The following collection of analogies and metaphors from high school essays cry for red pen. I just cry.
—Her face was a perfect oval, like a circle that had its two sides gently compressed by a Thigh Master.
—He spoke with the wisdom that can only come from experience, like a guy who went blind because he looked at a solar eclipse without one of those boxes with a pinhole in it and now goes around the country speaking at high schools about the dangers of looking at a solar eclipse without one of those boxes with a pinhole in it.
—She grew on him like she was a colony of E. coli and he was room-temperature Canadian beef.
—She had a deep, throaty, genuine laugh, like that sound a dog makes just before it throws up.
—Her vocabulary was as bad as, like, whatever.
—He was as tall as a six-foot-three-inch tree.
—The revelation that his marriage of 30 years had disintegrated because of his wife's infidelity came as a rude shock, like a surcharge at a formerly surcharge-free ATM.
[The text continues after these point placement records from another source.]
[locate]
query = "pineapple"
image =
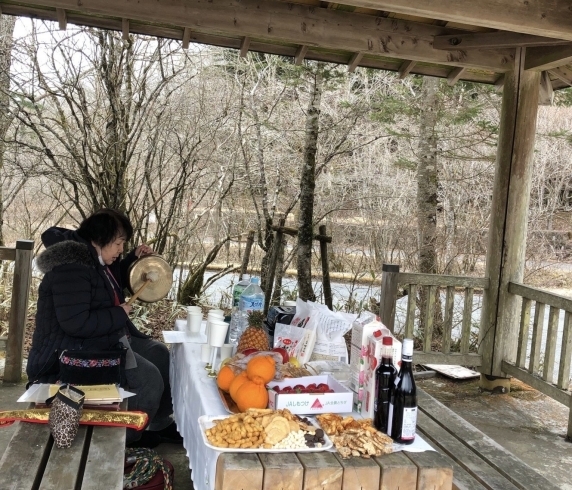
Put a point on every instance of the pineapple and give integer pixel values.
(254, 337)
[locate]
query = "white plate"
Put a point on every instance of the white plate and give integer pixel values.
(206, 422)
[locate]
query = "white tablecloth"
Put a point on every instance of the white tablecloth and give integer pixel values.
(194, 394)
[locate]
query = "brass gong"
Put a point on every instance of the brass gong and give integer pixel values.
(137, 276)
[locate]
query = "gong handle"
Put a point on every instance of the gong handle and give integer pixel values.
(139, 291)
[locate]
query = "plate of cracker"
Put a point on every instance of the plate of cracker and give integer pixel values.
(355, 437)
(263, 430)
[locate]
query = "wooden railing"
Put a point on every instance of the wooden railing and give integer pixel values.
(530, 367)
(454, 285)
(14, 343)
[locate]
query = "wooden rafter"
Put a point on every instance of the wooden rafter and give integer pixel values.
(562, 74)
(282, 22)
(546, 58)
(538, 17)
(354, 62)
(406, 68)
(300, 54)
(487, 40)
(125, 28)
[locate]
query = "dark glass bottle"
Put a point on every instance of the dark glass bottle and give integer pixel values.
(384, 381)
(403, 410)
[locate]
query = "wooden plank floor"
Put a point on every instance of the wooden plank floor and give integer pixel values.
(484, 462)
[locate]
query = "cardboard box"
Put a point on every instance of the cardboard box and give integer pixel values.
(311, 403)
(359, 357)
(374, 345)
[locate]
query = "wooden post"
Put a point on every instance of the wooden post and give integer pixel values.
(278, 234)
(326, 284)
(508, 225)
(18, 311)
(246, 256)
(279, 275)
(389, 277)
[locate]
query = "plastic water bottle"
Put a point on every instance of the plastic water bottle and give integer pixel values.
(252, 298)
(234, 329)
(239, 288)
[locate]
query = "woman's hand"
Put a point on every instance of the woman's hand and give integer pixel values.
(126, 308)
(142, 250)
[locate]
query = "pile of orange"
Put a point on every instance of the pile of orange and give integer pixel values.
(248, 388)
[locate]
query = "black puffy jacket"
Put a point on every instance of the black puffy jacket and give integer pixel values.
(75, 303)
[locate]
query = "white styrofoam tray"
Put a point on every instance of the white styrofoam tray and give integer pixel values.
(206, 422)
—The little boat gently drifted across the pond exactly the way a bowling ball wouldn't.
—From the attic came an unearthly howl. The whole scene had an eerie, surreal quality, like when you're on vacation in another city and Jeopardy comes on at 7:00 p.m. instead of 7:30.
—Long separated by cruel fate, the star-crossed lovers raced across the grassy field toward each other like two freight trains, one having left Cleveland at 6:36 p.m. traveling at 55 mph, the other from Topeka at 4:19 p.m. at a speed of 35 mph.
—John and Mary had never met. They were like two hummingbirds who had also never met.
—He fell for her like his heart was a mob informant and she was the East River.
—He was as lame as a duck. Not the metaphorical lame duck, either, but a real duck that was actually lame. Maybe from stepping on a land mine or something.
—The ballerina rose gracefully en pointe and extended one slender leg behind her, like a dog at a fire hydrant.
—He was deeply in love. When she spoke, he thought he heard bells, as if she were a garbage truck backing up.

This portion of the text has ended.